Non basta. Come dimostra nella maniera più evidente l’attuale guerra in Ucraina, oggi, per essere operativo un esercito deve disporre di quattro requisiti essenziali: di un sistema globale di osservazione satellitare, di complessi apparati elettronici di spionaggio e intercettazione, di un sistema efficiente di comunicazioni tra tutte le sue unità sul campo e tra queste e il centro, e infine di un’intelligence capace a tutti i livelli. Ora, specialmente per quel che riguarda il primo di questi requisiti (ma anche per gli altri credo che il discorso non sia troppo diverso) mi sembra molto difficile — se non in tempi medio-lunghi — che un esercito europeo possa offrire garanzie adeguate. Organizzare un sistema di osservazione satellitare efficace, indipendente da quello di cui dispongono gli Stati Uniti, è un’impresa che richiederebbe certamente investimenti e tempi non proprio irrilevanti: anche in questo caso anni. Da qui a quella data che cosa farebbe l’Europa? Manderebbe a combattere un esercito virtualmente cieco?

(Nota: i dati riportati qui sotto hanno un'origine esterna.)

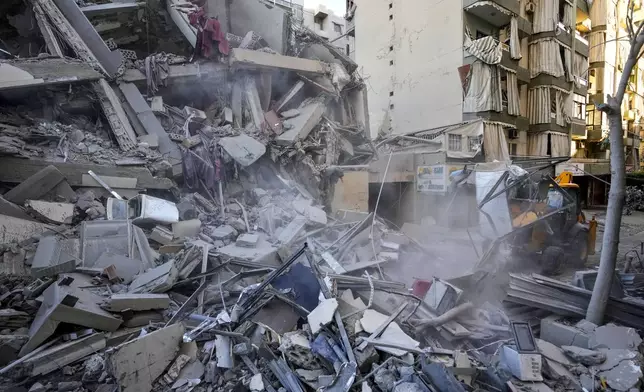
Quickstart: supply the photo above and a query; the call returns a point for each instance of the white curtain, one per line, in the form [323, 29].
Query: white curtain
[513, 94]
[596, 46]
[569, 16]
[568, 64]
[484, 91]
[515, 43]
[545, 58]
[494, 143]
[559, 144]
[562, 117]
[546, 16]
[486, 49]
[538, 144]
[580, 67]
[539, 105]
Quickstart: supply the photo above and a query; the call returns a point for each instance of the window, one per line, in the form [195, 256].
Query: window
[454, 142]
[474, 142]
[512, 149]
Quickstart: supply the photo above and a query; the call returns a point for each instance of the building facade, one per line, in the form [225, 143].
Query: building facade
[519, 65]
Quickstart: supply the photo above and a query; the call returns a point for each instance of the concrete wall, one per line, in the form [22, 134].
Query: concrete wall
[409, 55]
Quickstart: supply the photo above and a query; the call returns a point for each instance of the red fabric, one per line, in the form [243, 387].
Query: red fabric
[210, 31]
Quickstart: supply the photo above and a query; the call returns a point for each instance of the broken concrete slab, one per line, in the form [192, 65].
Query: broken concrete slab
[138, 363]
[72, 303]
[40, 72]
[110, 60]
[614, 337]
[38, 185]
[137, 302]
[16, 170]
[52, 258]
[186, 229]
[155, 280]
[299, 127]
[322, 315]
[10, 209]
[584, 356]
[263, 252]
[61, 355]
[126, 268]
[152, 125]
[247, 240]
[244, 58]
[57, 213]
[18, 230]
[224, 232]
[552, 352]
[243, 149]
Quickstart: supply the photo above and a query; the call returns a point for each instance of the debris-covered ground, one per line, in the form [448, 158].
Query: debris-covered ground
[165, 221]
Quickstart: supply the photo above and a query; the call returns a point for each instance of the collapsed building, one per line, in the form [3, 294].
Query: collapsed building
[184, 207]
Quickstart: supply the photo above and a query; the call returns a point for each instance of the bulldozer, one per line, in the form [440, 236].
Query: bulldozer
[549, 228]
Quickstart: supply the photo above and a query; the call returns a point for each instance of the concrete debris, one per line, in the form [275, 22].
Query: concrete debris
[200, 221]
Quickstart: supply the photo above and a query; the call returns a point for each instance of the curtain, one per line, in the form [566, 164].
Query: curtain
[486, 49]
[568, 64]
[539, 105]
[561, 117]
[484, 92]
[569, 16]
[515, 43]
[546, 16]
[538, 144]
[494, 143]
[596, 46]
[546, 58]
[559, 144]
[513, 94]
[580, 67]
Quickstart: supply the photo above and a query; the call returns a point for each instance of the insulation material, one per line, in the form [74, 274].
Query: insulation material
[545, 58]
[513, 94]
[538, 144]
[486, 49]
[546, 16]
[484, 92]
[495, 143]
[515, 43]
[539, 105]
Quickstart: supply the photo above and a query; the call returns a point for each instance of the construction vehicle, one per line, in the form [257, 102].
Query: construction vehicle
[549, 227]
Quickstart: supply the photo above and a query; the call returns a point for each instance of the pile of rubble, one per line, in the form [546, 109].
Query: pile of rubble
[166, 224]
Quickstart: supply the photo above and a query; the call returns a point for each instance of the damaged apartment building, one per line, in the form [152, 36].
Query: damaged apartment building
[517, 69]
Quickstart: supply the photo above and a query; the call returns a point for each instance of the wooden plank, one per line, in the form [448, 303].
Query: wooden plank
[16, 170]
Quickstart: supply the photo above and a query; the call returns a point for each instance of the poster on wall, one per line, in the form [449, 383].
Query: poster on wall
[431, 178]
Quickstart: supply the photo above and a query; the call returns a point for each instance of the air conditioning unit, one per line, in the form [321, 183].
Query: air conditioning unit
[530, 7]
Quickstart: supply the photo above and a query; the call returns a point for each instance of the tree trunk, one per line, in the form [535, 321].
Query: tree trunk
[610, 242]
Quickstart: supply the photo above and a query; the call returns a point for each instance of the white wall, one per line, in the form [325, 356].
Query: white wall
[427, 40]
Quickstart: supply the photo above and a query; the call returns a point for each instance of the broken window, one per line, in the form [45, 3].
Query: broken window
[454, 142]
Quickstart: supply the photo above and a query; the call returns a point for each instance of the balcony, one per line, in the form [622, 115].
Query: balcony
[521, 123]
[498, 12]
[549, 80]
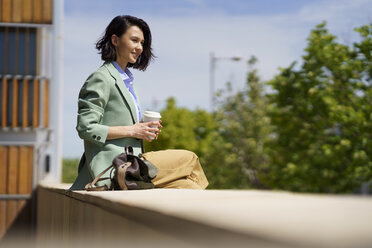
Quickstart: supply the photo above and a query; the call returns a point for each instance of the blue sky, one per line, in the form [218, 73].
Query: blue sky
[186, 31]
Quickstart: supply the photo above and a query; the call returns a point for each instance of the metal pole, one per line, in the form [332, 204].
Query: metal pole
[211, 80]
[57, 89]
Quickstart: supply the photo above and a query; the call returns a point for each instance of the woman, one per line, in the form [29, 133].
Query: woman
[109, 114]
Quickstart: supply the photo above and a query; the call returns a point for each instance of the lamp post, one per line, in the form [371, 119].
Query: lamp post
[213, 59]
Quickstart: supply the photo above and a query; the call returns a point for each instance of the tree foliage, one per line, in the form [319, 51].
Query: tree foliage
[322, 117]
[311, 133]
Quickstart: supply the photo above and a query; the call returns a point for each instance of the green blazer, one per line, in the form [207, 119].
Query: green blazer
[104, 101]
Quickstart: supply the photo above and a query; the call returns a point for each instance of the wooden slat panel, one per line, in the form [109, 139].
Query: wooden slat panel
[23, 176]
[3, 187]
[35, 105]
[47, 11]
[27, 11]
[15, 103]
[3, 169]
[25, 170]
[6, 10]
[12, 187]
[2, 218]
[46, 103]
[30, 168]
[37, 11]
[25, 104]
[4, 97]
[17, 10]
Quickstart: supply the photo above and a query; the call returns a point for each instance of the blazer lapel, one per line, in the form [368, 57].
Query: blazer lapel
[122, 89]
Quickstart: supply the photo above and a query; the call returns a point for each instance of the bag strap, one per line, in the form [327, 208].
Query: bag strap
[128, 150]
[91, 186]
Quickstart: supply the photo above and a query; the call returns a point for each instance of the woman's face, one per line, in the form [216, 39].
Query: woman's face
[129, 46]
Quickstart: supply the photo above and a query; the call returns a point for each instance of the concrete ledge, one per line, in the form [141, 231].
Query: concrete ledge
[195, 218]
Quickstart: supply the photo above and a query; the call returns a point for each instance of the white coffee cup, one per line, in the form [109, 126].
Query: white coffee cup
[151, 116]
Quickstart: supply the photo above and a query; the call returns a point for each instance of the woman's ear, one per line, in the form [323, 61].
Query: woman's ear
[114, 40]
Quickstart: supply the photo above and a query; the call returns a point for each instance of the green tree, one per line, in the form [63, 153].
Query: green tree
[238, 156]
[322, 117]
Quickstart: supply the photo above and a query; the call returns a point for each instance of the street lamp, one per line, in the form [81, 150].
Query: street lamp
[213, 60]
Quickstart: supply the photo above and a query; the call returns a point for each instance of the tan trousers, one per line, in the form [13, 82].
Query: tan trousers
[179, 169]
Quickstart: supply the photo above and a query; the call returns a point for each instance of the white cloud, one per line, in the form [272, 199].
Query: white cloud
[183, 44]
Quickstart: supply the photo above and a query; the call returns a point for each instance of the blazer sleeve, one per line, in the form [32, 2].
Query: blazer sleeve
[92, 101]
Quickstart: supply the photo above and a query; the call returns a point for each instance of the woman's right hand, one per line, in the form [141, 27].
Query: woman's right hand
[146, 130]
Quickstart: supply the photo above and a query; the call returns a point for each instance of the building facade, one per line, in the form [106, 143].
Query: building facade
[30, 102]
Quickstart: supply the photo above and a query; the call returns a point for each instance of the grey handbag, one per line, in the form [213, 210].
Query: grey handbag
[130, 172]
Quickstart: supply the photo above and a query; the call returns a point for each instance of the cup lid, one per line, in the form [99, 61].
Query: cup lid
[152, 114]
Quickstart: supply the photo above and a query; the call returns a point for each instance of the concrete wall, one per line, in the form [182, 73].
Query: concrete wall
[193, 218]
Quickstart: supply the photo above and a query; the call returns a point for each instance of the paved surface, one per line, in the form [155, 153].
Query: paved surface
[306, 220]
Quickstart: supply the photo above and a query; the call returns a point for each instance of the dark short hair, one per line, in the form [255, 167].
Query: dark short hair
[119, 26]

C’è peraltro una questione ancora più importante di tutte quelle enumerate finora, e cioè: chi è che decide circa l’impiego di un esercito europeo, vale a dire di fatto circa una dichiarazione di guerra e la discesa in campo dell’Ue? La Commissione di Bruxelles non ne ha certo i poteri; allora il Consiglio dei capi di governo? E come? Stando ai trattati attuali, che peraltro non prevedono certo una simile eventualità, dovrebbe trattarsi di una decisione necessariamente all’unanimità: ma è mai immaginabile che su una decisione così drammatica sia possibile mettere d’accordo il Portogallo, Cipro e la Lituania? Insomma: chi decide? Come? E ancora: che cosa ne sarebbe ai fini di un’eventuale dichiarazione di guerra o comunque di un intervento militare, dei vari articoli della Costituzione della Repubblica italiana e di tutte le altre Costituzioni delle democrazie membri della Unione europea le quali più o meno riservano tutte ai parlamenti o ai governi nazionali il diritto di dichiarare la guerra e di disporre delle forze armate?

È fin troppo ovvio, insomma, che senza una profonda e Dio sa quanto ardua riforma dell’Unione europea, senza una riforma che trasformi l’Unione attuale in un autonomo soggetto politico di tipo statale con propri organi di governo legittimati a decidere anche della pace e della guerra, senza di ciò parlare oggi di esercito europeo in alternativa alla Nato è un esercizio puramente velleitario. È un parlare d’altro per evitare di compromettersi con un giudizio sulle cose che sole oggi veramente contano: l’indipendenza dell’Ucraina, la sconfitta dell’aggressione russa.